On Friday night (October 12) before the game, the Scalphunters held their pep rally in the parking lot behind the south endzone where the University Center Club stands now.

Thousands of enthusiastic students crowded around the bonfire. Desjardin was emcee at the pep rally and Glen Criser, Vice President of the Student Body, suggested to him that they bring all the Scalphunters up on stage to demonstrate the new cheer and teach it to the students.

“We introduced it and got about forty of us up on stage.” Desjardin smiles and says, “In front of a crowd the thing didn’t appear as goofy as we had thought. But it still needed a lot of work.”

Desjardin says their efforts to initiate the new cheer at remaining 1984 home games met with mixed success.

But events were to take a dramatic turn exactly one year later, on October 12, 1985. The Seminoles played at Auburn and nearly 20,000 Seminole fans made the trek through the gorgeous autumn countryside to Jordan-Hare Stadium. Thousands of Seminoles drove to Auburn without tickets, just to be near the game and enjoy the atmosphere.

“For some reason, our tickets were all together in one section in the endzone, and we were almost right down on the field,” said Desjardin. He and the other Scalphunters settled in and began to lead the Warchant.

The magic of a single moment overtook everyone by surprise. It happened in the second quarter of play as the Seminoles were driving for a touchdown.

“Our ‘Noles were moving right toward us in the endzone,” recalls Desjardin. “We got as loud as we could, trying to make the team hear us and get everyone fired up.”

Then it happened.

“As we were doing the cheer, we realized something that none of us had known before.
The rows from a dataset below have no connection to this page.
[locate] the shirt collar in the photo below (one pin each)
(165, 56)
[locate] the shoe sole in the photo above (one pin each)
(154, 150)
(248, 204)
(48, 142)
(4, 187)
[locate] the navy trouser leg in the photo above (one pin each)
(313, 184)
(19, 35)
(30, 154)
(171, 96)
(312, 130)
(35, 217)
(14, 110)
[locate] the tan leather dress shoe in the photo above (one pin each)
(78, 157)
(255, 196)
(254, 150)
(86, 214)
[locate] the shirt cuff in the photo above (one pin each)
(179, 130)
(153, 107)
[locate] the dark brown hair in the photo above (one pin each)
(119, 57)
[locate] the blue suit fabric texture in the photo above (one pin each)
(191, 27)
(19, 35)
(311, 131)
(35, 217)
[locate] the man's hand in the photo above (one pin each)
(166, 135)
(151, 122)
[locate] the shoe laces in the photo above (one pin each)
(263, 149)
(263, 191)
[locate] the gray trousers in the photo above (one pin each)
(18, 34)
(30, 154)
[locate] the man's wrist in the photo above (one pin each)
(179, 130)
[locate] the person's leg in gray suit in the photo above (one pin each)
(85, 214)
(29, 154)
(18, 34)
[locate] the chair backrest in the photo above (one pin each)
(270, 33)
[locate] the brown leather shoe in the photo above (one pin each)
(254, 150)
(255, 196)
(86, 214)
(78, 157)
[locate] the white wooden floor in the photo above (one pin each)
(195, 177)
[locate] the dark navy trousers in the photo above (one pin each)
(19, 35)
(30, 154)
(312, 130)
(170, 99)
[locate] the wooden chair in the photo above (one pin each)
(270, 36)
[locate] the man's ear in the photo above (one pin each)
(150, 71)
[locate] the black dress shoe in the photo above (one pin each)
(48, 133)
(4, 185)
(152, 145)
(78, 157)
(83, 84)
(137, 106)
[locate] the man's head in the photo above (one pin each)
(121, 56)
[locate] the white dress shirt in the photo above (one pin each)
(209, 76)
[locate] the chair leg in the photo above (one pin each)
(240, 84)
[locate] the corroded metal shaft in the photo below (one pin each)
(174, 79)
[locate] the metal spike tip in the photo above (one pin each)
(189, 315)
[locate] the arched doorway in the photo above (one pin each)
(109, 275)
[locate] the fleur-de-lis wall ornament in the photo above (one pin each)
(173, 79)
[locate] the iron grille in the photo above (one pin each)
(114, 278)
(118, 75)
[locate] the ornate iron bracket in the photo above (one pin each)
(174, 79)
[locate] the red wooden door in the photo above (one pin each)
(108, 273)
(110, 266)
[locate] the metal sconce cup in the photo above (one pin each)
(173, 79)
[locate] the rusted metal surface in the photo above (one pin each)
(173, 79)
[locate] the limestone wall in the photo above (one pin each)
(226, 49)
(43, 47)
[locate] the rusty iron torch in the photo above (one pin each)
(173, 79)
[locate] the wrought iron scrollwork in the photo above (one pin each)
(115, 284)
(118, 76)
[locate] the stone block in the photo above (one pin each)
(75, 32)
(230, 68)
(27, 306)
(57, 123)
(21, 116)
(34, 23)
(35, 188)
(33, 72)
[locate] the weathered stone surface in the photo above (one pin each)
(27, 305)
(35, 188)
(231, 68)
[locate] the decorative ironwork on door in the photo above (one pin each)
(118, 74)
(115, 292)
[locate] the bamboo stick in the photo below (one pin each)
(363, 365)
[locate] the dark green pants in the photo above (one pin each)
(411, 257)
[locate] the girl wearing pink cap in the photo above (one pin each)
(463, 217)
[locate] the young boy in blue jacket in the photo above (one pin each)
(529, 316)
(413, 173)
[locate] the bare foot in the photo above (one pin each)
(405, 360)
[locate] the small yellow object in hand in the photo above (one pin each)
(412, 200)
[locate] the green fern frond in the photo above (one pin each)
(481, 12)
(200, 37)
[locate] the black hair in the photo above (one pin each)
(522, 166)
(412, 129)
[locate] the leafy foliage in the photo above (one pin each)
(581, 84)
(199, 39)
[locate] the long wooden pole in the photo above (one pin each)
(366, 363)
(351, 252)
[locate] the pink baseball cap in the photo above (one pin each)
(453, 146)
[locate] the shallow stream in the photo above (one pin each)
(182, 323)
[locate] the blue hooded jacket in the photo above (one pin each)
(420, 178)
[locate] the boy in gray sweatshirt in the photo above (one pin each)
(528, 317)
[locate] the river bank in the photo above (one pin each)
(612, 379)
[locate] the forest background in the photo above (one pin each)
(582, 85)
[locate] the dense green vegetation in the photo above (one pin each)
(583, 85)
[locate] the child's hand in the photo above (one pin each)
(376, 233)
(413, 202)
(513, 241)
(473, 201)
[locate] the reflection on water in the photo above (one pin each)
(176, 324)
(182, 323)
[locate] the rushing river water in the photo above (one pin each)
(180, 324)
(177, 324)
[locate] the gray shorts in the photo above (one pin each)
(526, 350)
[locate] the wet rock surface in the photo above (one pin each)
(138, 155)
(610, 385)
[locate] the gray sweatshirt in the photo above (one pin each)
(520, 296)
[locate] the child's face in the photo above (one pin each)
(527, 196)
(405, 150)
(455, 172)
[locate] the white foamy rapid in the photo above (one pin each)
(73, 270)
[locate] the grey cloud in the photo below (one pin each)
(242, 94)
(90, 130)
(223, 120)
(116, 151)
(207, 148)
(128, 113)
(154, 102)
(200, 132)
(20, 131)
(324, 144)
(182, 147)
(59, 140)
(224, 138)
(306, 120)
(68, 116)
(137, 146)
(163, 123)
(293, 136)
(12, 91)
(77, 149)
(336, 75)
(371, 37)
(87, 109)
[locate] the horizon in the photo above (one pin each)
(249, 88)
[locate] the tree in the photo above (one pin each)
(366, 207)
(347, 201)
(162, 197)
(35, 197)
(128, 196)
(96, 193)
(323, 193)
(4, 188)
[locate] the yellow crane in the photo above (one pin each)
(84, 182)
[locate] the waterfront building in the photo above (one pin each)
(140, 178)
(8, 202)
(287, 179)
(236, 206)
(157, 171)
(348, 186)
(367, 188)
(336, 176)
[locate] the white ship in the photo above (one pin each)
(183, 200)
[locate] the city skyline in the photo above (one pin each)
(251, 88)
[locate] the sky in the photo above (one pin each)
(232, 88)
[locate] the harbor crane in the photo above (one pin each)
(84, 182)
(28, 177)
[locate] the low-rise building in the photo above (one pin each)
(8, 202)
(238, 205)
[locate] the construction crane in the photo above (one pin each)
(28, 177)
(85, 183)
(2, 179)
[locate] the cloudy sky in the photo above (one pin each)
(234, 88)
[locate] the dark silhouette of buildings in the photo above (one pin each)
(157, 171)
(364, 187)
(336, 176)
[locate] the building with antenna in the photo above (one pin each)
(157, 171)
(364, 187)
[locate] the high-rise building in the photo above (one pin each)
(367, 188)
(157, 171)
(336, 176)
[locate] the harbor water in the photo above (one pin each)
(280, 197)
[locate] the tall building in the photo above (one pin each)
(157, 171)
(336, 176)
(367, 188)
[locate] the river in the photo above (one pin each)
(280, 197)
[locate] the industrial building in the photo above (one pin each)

At some point during the season, the Marching Chiefs had developed a drum beat and trumpet flourishes for the Chant!”

It seems astonishing but, Desjardin says, “Prior to that game at Auburn, we never heard the band play during the Chant. At Auburn, the Chiefs were on about the ten yard line facing at an angle toward us. When we all did the Warchant together, the effect was electrifying!”
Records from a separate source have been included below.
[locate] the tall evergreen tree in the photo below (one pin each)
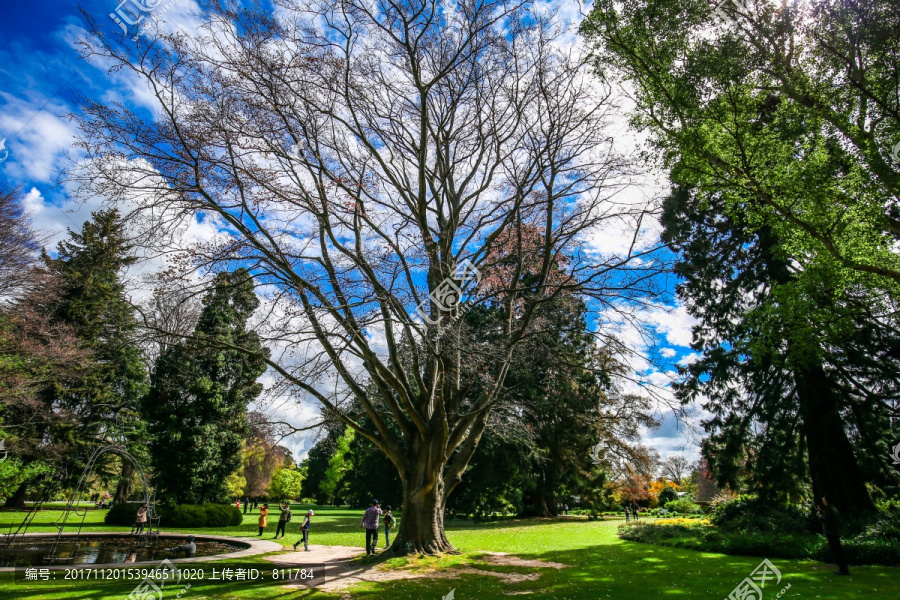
(92, 303)
(196, 408)
(784, 214)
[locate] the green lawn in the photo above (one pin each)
(600, 566)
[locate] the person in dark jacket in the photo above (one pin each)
(304, 531)
(284, 519)
(831, 527)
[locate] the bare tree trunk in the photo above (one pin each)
(422, 523)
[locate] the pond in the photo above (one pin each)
(104, 549)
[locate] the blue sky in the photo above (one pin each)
(43, 79)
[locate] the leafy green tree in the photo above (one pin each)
(667, 494)
(339, 463)
(196, 408)
(286, 484)
(92, 303)
(784, 215)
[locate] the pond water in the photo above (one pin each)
(103, 549)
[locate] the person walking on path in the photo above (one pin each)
(140, 520)
(389, 521)
(263, 513)
(370, 524)
(284, 519)
(304, 531)
(831, 526)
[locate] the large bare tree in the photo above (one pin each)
(354, 156)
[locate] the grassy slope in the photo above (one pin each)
(600, 566)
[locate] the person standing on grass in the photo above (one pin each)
(304, 531)
(389, 521)
(263, 513)
(284, 519)
(140, 520)
(831, 527)
(370, 524)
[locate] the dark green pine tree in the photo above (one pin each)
(92, 304)
(762, 335)
(196, 408)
The rhythmic music helped orchestrate fans’ arm motions in unison. Thousands of voices all rang loud, together as one, coupled with the driving beat of the Marching Chiefs.
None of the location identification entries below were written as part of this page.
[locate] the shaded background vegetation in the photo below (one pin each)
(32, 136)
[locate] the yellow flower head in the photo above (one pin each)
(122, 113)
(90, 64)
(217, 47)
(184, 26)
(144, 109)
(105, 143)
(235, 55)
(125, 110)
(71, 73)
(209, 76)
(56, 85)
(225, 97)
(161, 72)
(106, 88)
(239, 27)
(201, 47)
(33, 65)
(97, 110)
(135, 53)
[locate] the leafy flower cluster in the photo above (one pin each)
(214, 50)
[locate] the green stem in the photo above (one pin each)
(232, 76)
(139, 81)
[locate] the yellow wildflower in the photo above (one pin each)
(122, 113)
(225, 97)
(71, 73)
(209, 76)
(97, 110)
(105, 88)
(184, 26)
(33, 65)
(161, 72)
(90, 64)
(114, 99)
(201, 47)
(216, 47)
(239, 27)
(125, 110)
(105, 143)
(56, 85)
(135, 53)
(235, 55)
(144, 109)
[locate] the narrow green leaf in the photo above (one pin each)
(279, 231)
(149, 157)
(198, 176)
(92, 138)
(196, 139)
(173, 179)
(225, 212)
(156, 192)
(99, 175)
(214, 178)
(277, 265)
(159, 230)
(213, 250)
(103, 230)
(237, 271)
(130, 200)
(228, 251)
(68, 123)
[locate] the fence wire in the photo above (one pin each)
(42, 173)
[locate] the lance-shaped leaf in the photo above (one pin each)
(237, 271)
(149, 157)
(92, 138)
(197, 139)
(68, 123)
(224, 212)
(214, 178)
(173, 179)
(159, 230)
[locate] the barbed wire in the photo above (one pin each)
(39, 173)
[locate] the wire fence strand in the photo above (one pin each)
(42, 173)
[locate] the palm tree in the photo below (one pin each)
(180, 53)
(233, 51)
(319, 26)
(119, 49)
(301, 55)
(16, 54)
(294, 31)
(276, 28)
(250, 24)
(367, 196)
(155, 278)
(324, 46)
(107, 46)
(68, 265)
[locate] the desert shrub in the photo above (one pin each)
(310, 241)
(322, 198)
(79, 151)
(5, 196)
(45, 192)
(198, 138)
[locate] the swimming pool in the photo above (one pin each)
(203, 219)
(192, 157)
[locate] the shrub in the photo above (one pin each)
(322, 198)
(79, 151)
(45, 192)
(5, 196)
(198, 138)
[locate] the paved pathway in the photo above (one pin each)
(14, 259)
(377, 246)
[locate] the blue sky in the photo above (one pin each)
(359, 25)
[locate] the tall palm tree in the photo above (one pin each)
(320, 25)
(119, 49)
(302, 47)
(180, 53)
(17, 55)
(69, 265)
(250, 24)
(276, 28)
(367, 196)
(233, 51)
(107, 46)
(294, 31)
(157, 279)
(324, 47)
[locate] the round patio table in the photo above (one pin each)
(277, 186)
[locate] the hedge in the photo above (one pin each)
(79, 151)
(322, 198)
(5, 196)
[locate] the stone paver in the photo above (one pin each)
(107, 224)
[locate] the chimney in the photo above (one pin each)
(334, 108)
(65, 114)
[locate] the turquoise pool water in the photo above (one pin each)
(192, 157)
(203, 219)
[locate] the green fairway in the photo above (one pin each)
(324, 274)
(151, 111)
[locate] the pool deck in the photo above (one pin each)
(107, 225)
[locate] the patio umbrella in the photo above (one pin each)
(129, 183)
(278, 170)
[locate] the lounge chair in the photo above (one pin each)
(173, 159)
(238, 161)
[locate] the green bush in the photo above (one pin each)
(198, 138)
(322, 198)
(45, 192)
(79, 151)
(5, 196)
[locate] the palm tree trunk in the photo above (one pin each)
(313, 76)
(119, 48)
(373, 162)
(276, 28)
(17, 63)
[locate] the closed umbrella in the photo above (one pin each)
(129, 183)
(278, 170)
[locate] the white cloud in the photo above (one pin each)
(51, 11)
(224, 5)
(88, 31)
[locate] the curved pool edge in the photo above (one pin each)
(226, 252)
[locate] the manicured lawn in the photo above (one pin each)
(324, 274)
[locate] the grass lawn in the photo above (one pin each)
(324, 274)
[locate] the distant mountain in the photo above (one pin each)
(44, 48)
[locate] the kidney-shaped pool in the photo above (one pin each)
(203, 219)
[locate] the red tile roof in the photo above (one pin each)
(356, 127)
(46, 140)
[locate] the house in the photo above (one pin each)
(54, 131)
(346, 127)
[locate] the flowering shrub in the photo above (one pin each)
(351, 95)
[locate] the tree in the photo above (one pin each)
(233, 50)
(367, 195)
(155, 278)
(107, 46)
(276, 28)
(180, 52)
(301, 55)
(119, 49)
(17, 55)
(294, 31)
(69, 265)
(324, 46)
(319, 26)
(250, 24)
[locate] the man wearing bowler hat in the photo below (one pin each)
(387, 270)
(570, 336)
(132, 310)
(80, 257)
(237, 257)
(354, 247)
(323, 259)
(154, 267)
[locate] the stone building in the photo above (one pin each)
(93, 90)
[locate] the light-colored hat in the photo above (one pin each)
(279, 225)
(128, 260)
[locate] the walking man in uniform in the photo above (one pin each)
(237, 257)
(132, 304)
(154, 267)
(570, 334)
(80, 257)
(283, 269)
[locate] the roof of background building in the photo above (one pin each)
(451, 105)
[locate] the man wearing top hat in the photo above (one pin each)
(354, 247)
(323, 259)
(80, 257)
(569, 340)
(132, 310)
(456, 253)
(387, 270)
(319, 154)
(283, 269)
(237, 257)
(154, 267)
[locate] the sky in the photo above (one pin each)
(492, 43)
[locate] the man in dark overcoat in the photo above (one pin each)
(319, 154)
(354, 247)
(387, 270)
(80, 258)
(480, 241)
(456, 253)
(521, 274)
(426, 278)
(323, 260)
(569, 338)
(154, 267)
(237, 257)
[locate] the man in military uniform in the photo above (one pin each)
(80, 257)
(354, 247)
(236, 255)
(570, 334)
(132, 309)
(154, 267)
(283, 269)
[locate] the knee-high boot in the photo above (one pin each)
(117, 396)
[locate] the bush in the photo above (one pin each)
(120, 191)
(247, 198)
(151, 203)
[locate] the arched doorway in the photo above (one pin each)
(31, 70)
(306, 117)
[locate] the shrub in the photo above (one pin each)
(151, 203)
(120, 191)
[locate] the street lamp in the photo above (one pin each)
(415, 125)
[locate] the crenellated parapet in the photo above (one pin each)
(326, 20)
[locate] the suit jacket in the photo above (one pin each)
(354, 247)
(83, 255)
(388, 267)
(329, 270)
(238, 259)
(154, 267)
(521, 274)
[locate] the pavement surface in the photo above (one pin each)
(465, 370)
“It was incredible,” says Desjardin. “I remember the look on some of the Auburn players’ faces when the cheer reached its peak. You could tell it affected the players on both sides and the Chant helped to inspire a huge goal-line stand by our defense.”

This was originally printed in the April/May 2008 Florida State Times magazine. The author has given his permission to reprint this article.